= Francesco Depasquale =

Maltese judge (born 1970)

Francesco Depasquale (born June 1970 in Attard) is a Maltese judge, since January 2023 president of the Council of Europe's European Commission for the Efficiency of Justice (CEPEJ).

== Biography ==
===Studies===
The son of Judge Franco Depasquale (who retired in 2003), Francesco Depasquale studied at Stella Maris College, Gżira. He attended the University of Malta, where he obtained a Diploma of Notary Public in 1993, andgraduated as Doctor of Laws (LL.D.) in 1995.

Depasquale was an active member of Malta's Law Student’s Association (Għ.S.L.), helpedfound the Malta branch of the European Law Students' Association in 1991 and served as its general secretary and then president. In 1994 he was elected to the University Students’ Council (KSU).

===Legal practice===
In 1996 Francesco Depasquale obtained a Masters from the International Maritime Law Institute and the same year was called to the bar.
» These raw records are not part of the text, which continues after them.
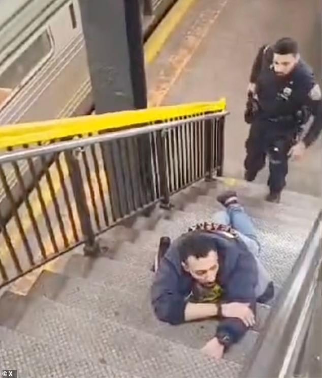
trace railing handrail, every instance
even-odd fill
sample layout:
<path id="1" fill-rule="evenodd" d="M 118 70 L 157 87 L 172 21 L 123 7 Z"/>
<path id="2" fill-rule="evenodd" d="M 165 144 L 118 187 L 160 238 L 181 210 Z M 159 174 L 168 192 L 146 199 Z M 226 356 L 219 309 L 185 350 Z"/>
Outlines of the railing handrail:
<path id="1" fill-rule="evenodd" d="M 126 110 L 104 114 L 84 115 L 18 125 L 0 126 L 0 150 L 54 139 L 124 130 L 147 124 L 169 120 L 190 119 L 207 113 L 224 111 L 224 98 L 214 102 L 195 103 L 171 106 Z"/>
<path id="2" fill-rule="evenodd" d="M 251 360 L 245 365 L 240 376 L 247 378 L 284 377 L 294 352 L 298 336 L 305 330 L 300 328 L 308 309 L 308 301 L 315 284 L 315 275 L 321 263 L 322 211 L 320 211 L 293 269 L 273 305 L 265 329 L 257 339 Z M 317 276 L 316 276 L 317 279 Z M 301 315 L 304 315 L 302 316 Z M 303 328 L 305 328 L 304 326 Z M 299 340 L 297 340 L 299 344 Z M 299 345 L 298 345 L 298 347 Z"/>
<path id="3" fill-rule="evenodd" d="M 224 117 L 228 114 L 228 112 L 227 111 L 220 111 L 212 114 L 203 114 L 202 115 L 193 117 L 186 120 L 179 120 L 171 122 L 145 126 L 142 128 L 138 127 L 133 129 L 127 129 L 126 130 L 121 130 L 118 131 L 102 134 L 95 136 L 87 136 L 84 138 L 57 142 L 40 147 L 29 148 L 18 151 L 14 151 L 11 152 L 0 155 L 0 164 L 17 161 L 21 159 L 37 157 L 50 153 L 58 153 L 63 151 L 81 148 L 96 143 L 102 143 L 103 142 L 110 141 L 116 139 L 136 136 L 160 130 L 171 129 L 176 127 L 185 122 L 190 123 L 203 120 L 206 121 L 213 119 L 214 118 Z"/>

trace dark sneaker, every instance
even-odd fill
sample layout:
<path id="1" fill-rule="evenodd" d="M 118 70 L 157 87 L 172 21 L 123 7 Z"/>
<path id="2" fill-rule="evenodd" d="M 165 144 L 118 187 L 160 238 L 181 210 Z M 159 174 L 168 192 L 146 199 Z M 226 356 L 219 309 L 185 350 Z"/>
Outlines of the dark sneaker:
<path id="1" fill-rule="evenodd" d="M 167 236 L 163 236 L 160 238 L 160 244 L 159 248 L 155 255 L 154 259 L 154 264 L 152 268 L 152 272 L 156 272 L 158 267 L 160 266 L 161 260 L 163 258 L 166 254 L 167 251 L 171 244 L 171 239 Z"/>
<path id="2" fill-rule="evenodd" d="M 249 170 L 246 170 L 244 175 L 244 178 L 249 182 L 253 181 L 256 178 L 256 173 L 254 174 L 252 172 L 249 172 Z"/>
<path id="3" fill-rule="evenodd" d="M 219 194 L 217 197 L 217 200 L 226 207 L 228 207 L 230 205 L 238 203 L 237 194 L 233 190 L 227 190 Z"/>
<path id="4" fill-rule="evenodd" d="M 279 203 L 281 200 L 280 192 L 271 192 L 265 197 L 265 199 L 268 202 Z"/>

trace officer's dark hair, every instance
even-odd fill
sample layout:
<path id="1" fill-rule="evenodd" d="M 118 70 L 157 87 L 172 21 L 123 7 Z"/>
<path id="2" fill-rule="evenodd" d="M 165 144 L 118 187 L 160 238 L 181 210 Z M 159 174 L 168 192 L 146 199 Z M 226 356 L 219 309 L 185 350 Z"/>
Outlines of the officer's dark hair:
<path id="1" fill-rule="evenodd" d="M 273 46 L 273 51 L 276 54 L 293 54 L 295 56 L 299 52 L 299 46 L 296 41 L 287 37 L 279 39 Z"/>
<path id="2" fill-rule="evenodd" d="M 190 256 L 206 257 L 210 251 L 216 251 L 216 241 L 200 231 L 192 231 L 182 236 L 177 246 L 180 261 L 185 262 Z"/>

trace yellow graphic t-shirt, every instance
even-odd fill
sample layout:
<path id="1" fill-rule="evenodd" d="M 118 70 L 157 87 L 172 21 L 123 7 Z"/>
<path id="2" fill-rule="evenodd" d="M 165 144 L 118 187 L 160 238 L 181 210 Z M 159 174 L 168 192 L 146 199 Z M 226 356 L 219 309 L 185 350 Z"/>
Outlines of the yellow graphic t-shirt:
<path id="1" fill-rule="evenodd" d="M 199 303 L 217 303 L 221 298 L 223 290 L 217 283 L 211 287 L 203 286 L 195 283 L 192 287 L 189 300 Z"/>

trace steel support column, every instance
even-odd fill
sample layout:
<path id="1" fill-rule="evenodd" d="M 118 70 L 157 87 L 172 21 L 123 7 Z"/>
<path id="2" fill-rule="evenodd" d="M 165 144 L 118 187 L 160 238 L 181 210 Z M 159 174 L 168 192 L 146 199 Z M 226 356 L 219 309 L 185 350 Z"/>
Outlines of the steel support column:
<path id="1" fill-rule="evenodd" d="M 146 107 L 140 0 L 79 2 L 96 113 Z M 142 136 L 129 142 L 133 144 L 133 161 L 146 165 L 143 169 L 136 167 L 136 177 L 146 191 L 147 175 L 152 182 L 149 138 Z M 130 175 L 130 167 L 121 158 L 121 150 L 117 141 L 102 146 L 115 220 L 129 210 L 124 178 Z M 140 175 L 142 171 L 144 178 Z"/>

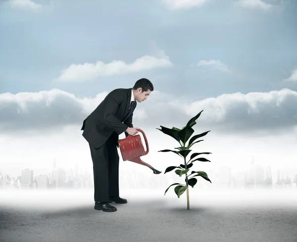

He was a litigation lawyer before his appointment to the judiciary.

He was active in the Malta Maritime Law Association and in the Chamber of Advocates.

He served on the Committee for Advocates and Legal Procurators and on the disciplinary committee of the Commission for the Administration of Justice of Malta between 1999 and 2008. He was also legal advisor to the Registrar of Courts between 2006 and 2011, and was part-time judicial assistant at the First Hall of the Civil Court.

In 2006 Depasquale was made Commissioner for Justice (Central Region). He also served at the Malta Arbitration Centre.

In 2007 Depasquale was appointed as Malta’s representative at the European Commission for the Efficiency of Justice (CEPEJ) of the Council of Europe.
In 2018 he was elected to the bureau of CEPEJ for a two-year mandate.

=== Member of the Judiciary ===
==== Magistrate ====
On 28 April 2011 Depasquale was appointed Magistrate by Prime Minister Lawrence Gonzi, being assigned by the Chief Justice all the libel and defamation cases.

In 2012 he was elected to the board of the Association of Judges and Magistrates of Malta. He initially served as general secretary, and was elected president in 2020.

==== Judge ====
In 2019 Depasquale was promoted to a judge. He was assigned to sit in the Civil Court, including constitutional jurisdiction.

Upon appointment, he recalled how Malta's judicial system remains understaffed and underfunded, and called for more direct public communication efforts by the courts to help stave off political attacks on the judiciary.

In December 2022 Depasquale was elected president of the European Commission for the Efficiency of Justice (CEPEJ) for a period of two years starting from January 2023. He was re-elected in December 2024 for two more years.

In February 2023, in the Vitals case (filed in 2018 by then Opposition leader Adrian Delia), Judge Depasquale handed down a strong ruling against the Maltese government, underlining its "amateurish" checks and lack of due diligence and annulling the privatisation deal.

In April 2024, Depasquale dismissed an injunction by BirdLife Malta aimed at preventing the opening of the spring hunting season for the turtle dove. According to Malta Today, "Depasquale argued as if he were an ornithologist representing the hunting lobby".

In February 2025, in a landmark decision for the European e-gaming and gambling sector (Felsberger case), Judge Depasquale ruled against the enforcement in Malta, based on EU Treaties, of Austrian court judgements ordering the refund of player losses, thus shielding Malta Gaming Authority-licensed operators.
The ruling acknowledged the supremacy of EU Law over ordinary Maltese law, but not over the Maltese Constitution, since EU Law takes effect based on Malta's European Union Act 2003, and the Parliament is bound to
legislate in line with the
Constitution.
The European Commission has since opened an infringement procedure against Malta for breach of EU Law.